Ein fester Bestandteil linker Forderungen

_Die Deutschen sollen sterben_

In Hamburg gab es einen kleinen Skandal: Sarah Rambatz von den Linken suchte auf Facebook nach "antideutschen Filmempfehlungen" und sagte genau, was sie wollte: "grundsätzlich alles, wo Deutsche sterben."

Freie Welt

Der Landesverband reagierte, wie die Mopo meldet, umgehend und gab bekannt: "Sarah Rambatz wird aufgrund dieses Vorfalls von ihrem Listenplatz in Hamburg zurücktreten". Bundessprecher Hendrik Thalheim kommentierte: "Dieser Post war eine seltene Dummheit und Geschmacklosigkeit" und erwähnte, dass die Kandidatin aufgrund ihres Listenplatzes sowieso kaum eine Chance gehabt hätte, in den Bundestag einzuziehen.

Sarah Rambatz selber nannte ihren Post eine Mischung aus "Unbedarftheit und eigensinniger Ironie". Nun klagt sie, dass sie Anfeindungen, sogar Morddrohungen erhält, zu ihrem Schutz würden gelegentlich Polizeifahrzeuge an ihrem Haus vorbeifahren, sie sei "völlig fertig".

Ein unbedeutender Einzelfall? So will es der SpitzenkandidatFabio de Masi darstellen, der im NDR erklärte, er bekomme "das kalte Kotzen" – das sei keine linke Position. Es sei ein absoluter Einzelfall. Ist es das wirklich?

Nein. Es ist mehr als nur eine Mode unter Linken, den Deutschen den Tod zu wünschen: Es ist eine tragende Säule ihrer Weltanschauung – und ihrer Politik. In der linken Szene kommen solche Äußerungen immer gut an und gehören zum Umgangston.

Erinnert sei an den inzwischen in der Türkei inhaftierten Skandal-Journalisten Deniz Yücel, der in der taz schrieb: "Der baldige Abgang der Deutschen aber ist Völkersterben von seiner schönsten Seite." Selbst von der deutschen Sprache, die Aydan Özuguz immerhin als "Kultur" anerkennt, hält er nichts: "Im Interesse der deutschen Sprache können die Deutschen gar nicht schnell genug die Biege machen."

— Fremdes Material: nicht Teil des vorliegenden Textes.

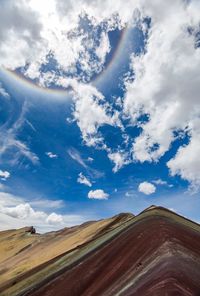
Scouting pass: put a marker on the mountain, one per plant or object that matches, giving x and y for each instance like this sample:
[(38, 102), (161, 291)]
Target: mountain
[(154, 253)]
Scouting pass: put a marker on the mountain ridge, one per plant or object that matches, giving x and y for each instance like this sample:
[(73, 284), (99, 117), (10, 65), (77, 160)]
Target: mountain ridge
[(156, 239)]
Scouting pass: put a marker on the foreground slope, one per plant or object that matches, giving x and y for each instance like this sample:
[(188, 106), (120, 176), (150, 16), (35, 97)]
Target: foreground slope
[(155, 253)]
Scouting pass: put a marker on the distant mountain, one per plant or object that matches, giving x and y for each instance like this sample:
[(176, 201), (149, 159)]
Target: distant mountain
[(154, 253)]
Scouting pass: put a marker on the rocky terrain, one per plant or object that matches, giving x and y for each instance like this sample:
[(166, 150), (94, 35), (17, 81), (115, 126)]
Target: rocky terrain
[(154, 253)]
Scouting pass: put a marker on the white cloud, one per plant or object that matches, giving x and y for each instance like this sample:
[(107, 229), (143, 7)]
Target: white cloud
[(47, 203), (160, 182), (91, 112), (98, 194), (84, 180), (54, 218), (51, 155), (16, 212), (4, 175), (103, 48), (90, 159), (119, 158), (146, 188), (166, 85), (9, 141), (3, 92), (75, 155), (186, 162)]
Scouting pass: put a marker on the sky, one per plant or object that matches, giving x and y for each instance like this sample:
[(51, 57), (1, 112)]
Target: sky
[(99, 110)]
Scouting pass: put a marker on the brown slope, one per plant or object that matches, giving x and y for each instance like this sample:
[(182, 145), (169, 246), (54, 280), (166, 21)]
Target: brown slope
[(157, 254), (50, 247)]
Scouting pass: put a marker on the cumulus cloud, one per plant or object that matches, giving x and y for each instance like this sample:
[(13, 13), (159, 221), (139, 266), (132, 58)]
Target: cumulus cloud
[(16, 212), (146, 188), (51, 155), (84, 180), (97, 194), (4, 175), (119, 159), (166, 81), (160, 182), (3, 92), (54, 218), (186, 162)]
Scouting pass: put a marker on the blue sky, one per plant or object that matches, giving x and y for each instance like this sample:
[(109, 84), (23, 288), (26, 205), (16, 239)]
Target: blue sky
[(99, 111)]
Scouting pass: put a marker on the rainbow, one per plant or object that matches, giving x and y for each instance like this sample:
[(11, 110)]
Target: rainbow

Erinnert sei auch daran, dass es zahlreiche Demonstrationen gab unter der Parole "We love Volkstod". Geht das zu weit? Nach Ansicht der Brandenburgischen Landesregierung erfüllt die Parole nicht den Tatbestand der Volksverhetzung. So berichtet es die Junge Freiheit.

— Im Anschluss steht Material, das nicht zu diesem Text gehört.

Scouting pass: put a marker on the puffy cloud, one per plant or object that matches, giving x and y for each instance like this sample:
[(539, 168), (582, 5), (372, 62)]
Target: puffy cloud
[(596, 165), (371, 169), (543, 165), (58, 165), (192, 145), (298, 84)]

Kein Wunder also, wenn in solchen Umständen junge Linke, die sich gerne im Licht der Aufmerksamkeit sonnen wollen, sich zu einer Form der "eigensinnigen Ironie" hinreißen lassen und sich dann als Opfer von bösen Mächten inszenieren. Wie sagt sie selber dazu: "Die Reaktionen der AfD und ihrer Sympathisant*innen (man beachte das Sternchen) zeigen aber das Kernproblem: Der Rechtsruck schreitet voran. Mehr denn je stehe ich hinter dem Slogan meiner Partei: 'Entschieden gegen rechte Hetze!'"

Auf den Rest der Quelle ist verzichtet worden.